A análise do TCU é feita apenas sobre recursos da União repassados a estados e municípios pelo Fundo de Participação dos Municípios ou por convênios federais. O levantamento servirá como subsídio para a Justiça eleitoral verificar se uma pessoa poderá ou não ser candidata nas eleições de outubro. A análise dos pedidos será feita caso a caso. O prazo para o registro de candidaturas termina no dia 5 de julho, quando o pedido é feito pelo partido. O prazo se estende até 7 de julho para pedidos individuais.

A entrada em vigor da lei da ficha limpa, sancionada no último dia 7 pelo presidente Lula, traz mudanças na avaliação da elegibilidade do gestor com contas consideradas irregulares pelo TCU. A principal delas é que o tempo de punição para quem teve contas rejeitadas aumentou de cinco para oito anos sem poder se candidatar, a partir da data da decisão do tribunal.
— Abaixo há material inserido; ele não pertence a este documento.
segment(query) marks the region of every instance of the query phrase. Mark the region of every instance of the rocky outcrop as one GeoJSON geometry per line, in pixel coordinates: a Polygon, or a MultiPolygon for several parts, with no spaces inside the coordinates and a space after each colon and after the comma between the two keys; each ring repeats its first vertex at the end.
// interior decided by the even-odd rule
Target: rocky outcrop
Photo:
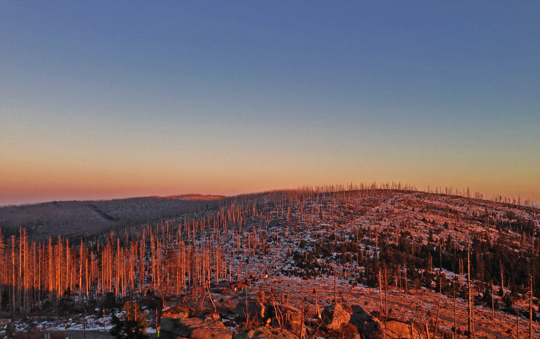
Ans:
{"type": "Polygon", "coordinates": [[[274,307],[270,304],[256,301],[240,302],[234,308],[234,313],[244,319],[249,315],[249,319],[265,323],[273,315],[274,307]]]}
{"type": "Polygon", "coordinates": [[[232,332],[221,321],[199,318],[161,318],[162,339],[178,337],[192,339],[231,339],[232,332]]]}
{"type": "Polygon", "coordinates": [[[330,304],[325,307],[321,315],[327,331],[340,330],[350,319],[350,315],[341,308],[339,304],[330,304]]]}
{"type": "Polygon", "coordinates": [[[386,335],[388,338],[395,339],[424,339],[423,334],[416,330],[414,326],[397,321],[386,322],[386,335]]]}
{"type": "Polygon", "coordinates": [[[279,310],[278,316],[276,316],[274,307],[271,306],[271,307],[274,314],[272,318],[272,327],[279,327],[280,322],[282,322],[281,327],[287,331],[299,338],[303,338],[306,336],[306,326],[304,325],[302,311],[292,306],[279,305],[276,307],[279,308],[279,310]]]}
{"type": "Polygon", "coordinates": [[[280,328],[258,327],[239,330],[233,333],[232,339],[298,339],[288,331],[280,328]]]}
{"type": "Polygon", "coordinates": [[[299,338],[306,336],[306,326],[303,323],[302,311],[288,305],[276,305],[248,301],[239,303],[234,313],[244,319],[255,320],[260,323],[270,323],[274,328],[281,326],[299,338]],[[276,310],[278,309],[276,315],[276,310]],[[279,318],[279,320],[278,320],[279,318]]]}
{"type": "Polygon", "coordinates": [[[178,306],[161,311],[161,317],[165,318],[188,318],[195,314],[195,309],[178,306]]]}
{"type": "Polygon", "coordinates": [[[359,333],[365,339],[380,339],[384,336],[384,326],[360,305],[353,306],[349,322],[358,328],[359,333]]]}

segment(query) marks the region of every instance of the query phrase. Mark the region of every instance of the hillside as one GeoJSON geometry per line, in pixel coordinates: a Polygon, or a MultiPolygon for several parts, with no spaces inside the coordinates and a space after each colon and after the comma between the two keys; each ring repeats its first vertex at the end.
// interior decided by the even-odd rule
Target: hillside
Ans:
{"type": "MultiPolygon", "coordinates": [[[[23,230],[0,244],[9,273],[2,288],[21,293],[5,295],[0,308],[38,315],[44,301],[56,305],[63,296],[86,305],[82,310],[110,304],[107,295],[121,302],[145,294],[199,307],[205,293],[237,303],[272,294],[305,310],[307,324],[337,301],[450,335],[454,305],[458,334],[466,330],[460,324],[467,322],[469,257],[475,336],[515,336],[518,310],[526,333],[530,282],[538,319],[538,209],[382,187],[336,188],[5,208],[2,220],[11,223],[2,223],[3,233],[18,220],[35,227],[37,242],[23,230]],[[48,232],[60,236],[40,242],[48,232]],[[79,235],[93,238],[68,239],[79,235]]],[[[235,319],[233,328],[240,326],[235,319]]],[[[536,322],[533,328],[540,333],[536,322]]]]}

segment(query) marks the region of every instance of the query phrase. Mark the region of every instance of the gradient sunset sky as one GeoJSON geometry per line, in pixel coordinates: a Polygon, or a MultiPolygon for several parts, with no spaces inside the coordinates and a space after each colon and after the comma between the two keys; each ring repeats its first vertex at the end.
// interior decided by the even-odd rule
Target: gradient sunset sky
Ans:
{"type": "Polygon", "coordinates": [[[0,2],[0,205],[401,181],[540,200],[540,2],[0,2]]]}

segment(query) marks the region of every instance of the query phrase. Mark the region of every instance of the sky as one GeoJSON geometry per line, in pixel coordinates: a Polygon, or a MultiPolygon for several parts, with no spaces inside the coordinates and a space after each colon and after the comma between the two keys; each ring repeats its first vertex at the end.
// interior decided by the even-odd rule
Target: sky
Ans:
{"type": "Polygon", "coordinates": [[[540,200],[538,1],[0,2],[0,205],[373,181],[540,200]]]}

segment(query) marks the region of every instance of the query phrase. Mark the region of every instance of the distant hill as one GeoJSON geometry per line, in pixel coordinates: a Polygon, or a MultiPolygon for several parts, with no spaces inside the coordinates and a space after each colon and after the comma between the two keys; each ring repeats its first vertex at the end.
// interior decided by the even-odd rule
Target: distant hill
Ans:
{"type": "Polygon", "coordinates": [[[0,227],[5,237],[18,234],[19,227],[34,240],[87,236],[210,208],[225,198],[189,194],[8,206],[0,208],[0,227]]]}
O TSE definiu que a lei pode ser aplicada em casos de condenação por órgãos colegiados, como o TCU, antes de sua vigência. Pela norma anterior, bastaria a quem tivesse as contas rejeitadas e quisesse disputar cargo eletivo contestar a decisão do TCU na Justiça e, mesmo sem julgamento da ação, teria garantida a candidatura.

A partir de agora, o político com irregularidade nas contas precisa de uma decisão da Justiça que suspenda ou anule o entendimento do TCU para ter o registro de candidatura e concorrer nas eleições. Além disso, segundo a lei da ficha limpa, para que um político seja considerado inelegível é preciso comprovar que ele teve intenção de cometer a irregularidade em relação à gestão do dinheiro público.